Duck or Rabbit?
Most of us are lazy. We don’t do much unless either we calculate that we have to, or we’re moved by a cause, an ideal. Then we can work or protest or campaign or fight tirelessly and without remorse, almost no matter what we do. It can be a book, or a particularly charismatic human, an event or an idea, even one’s own idea: it strikes us, we are moved, and then sooner or later we go on the move. Our ardor for a cause can shrink from that initial moment or it can grow and grow.
What are some of the causes that motivate us? Economic, form-of-government, supernatural beings, protecting those dear to us, righting a wrong, anger, greed, pride, and just about anything under the sun…but there are a few that’ll reach a whole lot of people: it’s the first four:
financial well-being,
taking care of one’s own.
politics/patriotism,
gods and the various Gods
All this leads up to the truism: People will do just about anything for something they believe in. How wildly we will act is directly proportional to how fervently we believe. Looking at it from an overarchingly anti-war perspective, we may want to know which beliefs are “dangerous,” and which, if any, might promote peace. When it comes to politics or the gods, experience indicates that these promote and even necessitate the opposite of peace. They appear to be inherently “us vs. them.”
We don’t need to look far to find a way that working for your own financial advancement and taking care of those you care for are united. It’s called family. In the sixties people talked about the Family of Man (read Humankind), meaning we should all take care of each other. I am simple-minded enough to believe that if we placed our faith in each other, we would have a supreme ideal like a single God, but since our faith would be in each other, there could not be any rival faiths, the way there can be rival groups with their rival gods, or Gods. I’ve capitalized it to highlight the strange situation in which different very large groups of people believe they have identified and even talk to the one and only God…except that paradoxically there appear to be several such unique beings.

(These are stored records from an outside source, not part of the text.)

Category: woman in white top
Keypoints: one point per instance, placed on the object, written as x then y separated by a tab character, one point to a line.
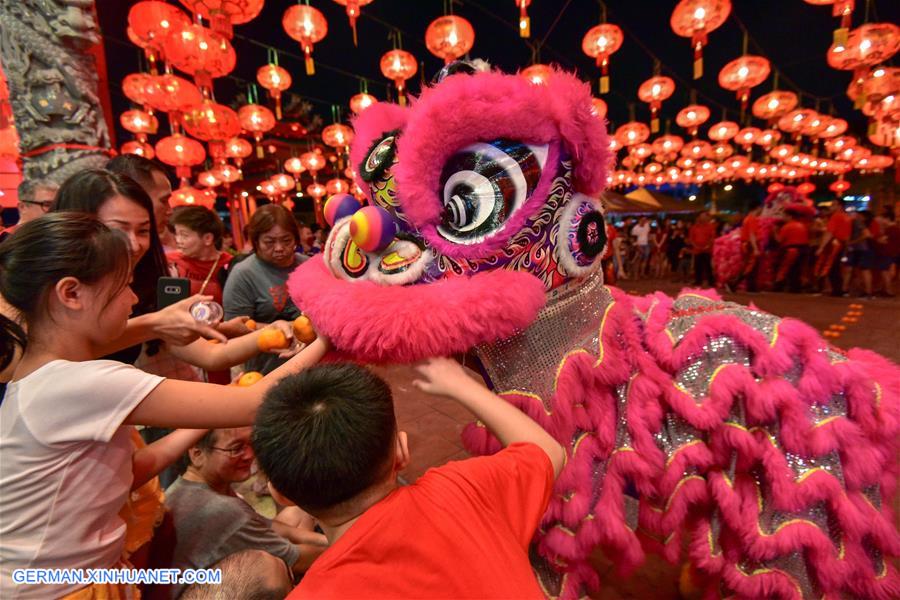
65	455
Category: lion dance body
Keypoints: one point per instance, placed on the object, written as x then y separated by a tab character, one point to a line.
771	450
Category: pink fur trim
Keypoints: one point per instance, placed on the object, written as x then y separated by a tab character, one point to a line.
438	319
465	109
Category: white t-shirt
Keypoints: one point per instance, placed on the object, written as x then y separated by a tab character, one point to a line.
65	468
642	233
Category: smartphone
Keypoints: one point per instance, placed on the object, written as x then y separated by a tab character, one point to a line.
170	290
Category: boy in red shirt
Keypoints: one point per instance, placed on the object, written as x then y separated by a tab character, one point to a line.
327	438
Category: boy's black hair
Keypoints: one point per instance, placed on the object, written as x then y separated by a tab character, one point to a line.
326	434
199	219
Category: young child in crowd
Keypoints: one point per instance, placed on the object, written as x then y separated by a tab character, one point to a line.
67	455
328	440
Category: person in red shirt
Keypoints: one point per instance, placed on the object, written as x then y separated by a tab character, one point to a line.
328	441
833	247
794	239
701	237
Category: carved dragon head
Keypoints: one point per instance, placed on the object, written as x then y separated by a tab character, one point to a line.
486	188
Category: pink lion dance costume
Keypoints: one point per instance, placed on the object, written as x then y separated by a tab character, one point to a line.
728	261
772	450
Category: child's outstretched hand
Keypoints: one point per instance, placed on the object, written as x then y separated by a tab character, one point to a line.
441	377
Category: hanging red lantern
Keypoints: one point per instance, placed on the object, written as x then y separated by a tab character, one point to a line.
312	162
337	186
149	24
774	104
276	80
524	19
208	179
723	131
695	19
308	26
238	148
600	42
191	196
257	120
140	123
598	108
135	85
139	148
449	37
200	52
181	152
537	73
337	135
224	14
398	66
654	91
743	73
283	182
692	117
353	10
172	94
213	123
361	102
632	133
226	173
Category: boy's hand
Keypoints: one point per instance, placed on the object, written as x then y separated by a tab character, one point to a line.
441	377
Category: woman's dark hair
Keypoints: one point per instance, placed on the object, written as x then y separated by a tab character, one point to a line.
267	217
86	192
45	250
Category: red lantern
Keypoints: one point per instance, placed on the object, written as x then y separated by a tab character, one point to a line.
353	7
213	123
653	92
208	179
743	73
172	94
257	120
839	186
275	79
524	19
599	43
361	102
191	196
723	131
632	133
312	162
283	182
774	104
226	173
139	148
238	149
692	117
398	66
308	26
149	24
135	85
200	52
140	123
337	135
449	37
537	73
598	108
224	14
695	19
180	152
336	186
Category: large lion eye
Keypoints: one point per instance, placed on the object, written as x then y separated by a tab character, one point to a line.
483	185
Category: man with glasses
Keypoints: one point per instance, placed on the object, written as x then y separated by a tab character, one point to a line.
211	521
35	199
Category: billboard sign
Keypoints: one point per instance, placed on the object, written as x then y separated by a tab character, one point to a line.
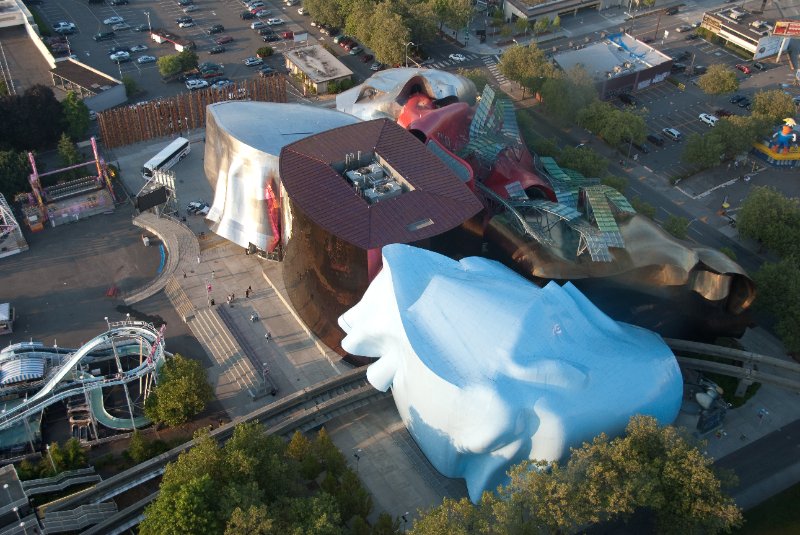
787	28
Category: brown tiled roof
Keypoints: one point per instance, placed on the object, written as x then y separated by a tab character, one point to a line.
326	197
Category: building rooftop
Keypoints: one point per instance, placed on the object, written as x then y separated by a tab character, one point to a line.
617	55
421	197
317	63
84	76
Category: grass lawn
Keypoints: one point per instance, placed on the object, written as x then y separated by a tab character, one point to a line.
777	516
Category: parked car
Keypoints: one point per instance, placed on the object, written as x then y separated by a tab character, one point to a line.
120	57
192	85
672	134
707	118
103	36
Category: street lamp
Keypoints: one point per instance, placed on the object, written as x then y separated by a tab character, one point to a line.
408	43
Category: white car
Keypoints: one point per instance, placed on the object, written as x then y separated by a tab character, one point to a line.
710	120
120	56
191	85
63	26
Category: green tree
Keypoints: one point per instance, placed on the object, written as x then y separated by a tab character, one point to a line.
182	392
67	151
585	160
76	116
14	171
718	79
779	295
476	76
773	105
169	65
526	65
771	218
703	150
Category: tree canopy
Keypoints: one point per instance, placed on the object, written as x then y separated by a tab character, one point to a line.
182	392
256	483
718	79
649	468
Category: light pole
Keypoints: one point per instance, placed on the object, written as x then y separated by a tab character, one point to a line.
408	43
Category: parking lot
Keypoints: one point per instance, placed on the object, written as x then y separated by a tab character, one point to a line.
163	14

So, doing make-believe for a moment – society-fiction on analogy with the fantasied scientific developments in science-fiction – how would things change if we were trustworthy, and could rightly trust each other? People, leaders and followers, could give their word when there were disagreements or mutual interest in an unsharable thing, (e.g., what is the government of the Donbas region?), and come to some reasonable arrangement. One powerful motivation for doing so is that no contested prize is anywhere near as valuable as consistent, reliable peace. A very large “peace dividend” would be slow in coming, and less dramatic for that reason, but once national treasuries were devoted to taking care of their citizens rather than threatening others, many of the reasons to start and to fight in wars would greatly diminish.
This is just silly talk unless we deserve that faith, which could only be if we were all trustworthy. Religious beliefs help to create trustworthy people. From early on, children believe God is watching them, and they had better behave themselves. That includes not lying or deceiving, being kind to people and animals that need help, and doing what’s expected of you and doing what you said you would do. But the police rolls and the history of wars give testimony that religions have failed to make enough of us trustworthy. In fact religions are sometimes down there with the other causes of war. This may be partially because obedience and gratitude have higher priorities in many religions than trustworthiness and compassion.
The religion-like belief-systems without God or gods such as some versions of Buddhism can only have ‘religious wars” due to human passions such as revenge, outrage, pride or greed. Without a supernatural being there can be no directives from on high. Actually the term “religious war” sounds like a self-contradiction, like “married bachelor,” or “angles of a circle.” Any belief-system that foments war simply isn’t a religion, just as a medical method to heal a condition can’t start out with “Kill the patient.” But let’s face it, a belief system is a potent motivator, whatever it entails, and people will do what they believe they must.
This is where trust comes in. One thing about language – all language – is that it multiplies our opportunities for deceit. Dogs can game with you, apes can bluff, but who but we can guarantee and promise what cannot be, brag and mourn about what never has been, and look you fully in the face and lie? So language simultaneously gives us good reason to first mistrust, and secondly form ourselves into a fighting force, complete with weapons we manufacture, people we motivate, assemble and organize, and a hierarchy for deployment.
Paradoxically, letting down a fighting platoon’s trust is about as serious a crime as can be, but deceiving a foe is the very aim of most generals. It is a paradox because if the leaders could genuinely trust each other, there would be no violent conflict in the first place.
We must see ourselves beyond this natural enmity toward outsiders whereby we give ourselves permission, even encouragement to lie and mislead. On our ever-more-crowded planet there really are no absolute outsiders, and we can reduce the distances between us with the single act of truthfulness. Our interests are not the same and our means of pursuing them are varied. But we can tell the truth and do what we say. If we could rightfully believe that those putative enemies out there were telling the truth, we’d see the wisdom of coming to term without bloodshed, that solving the problem is more the issue than getting everything we want, our greatest public health issue – that has been stalking us for at least 400,000 years – would be over. We can suspect a hidden adversary everywhere we look, or we can find a sweet reasonableness in each of us. It’s all in how you see it.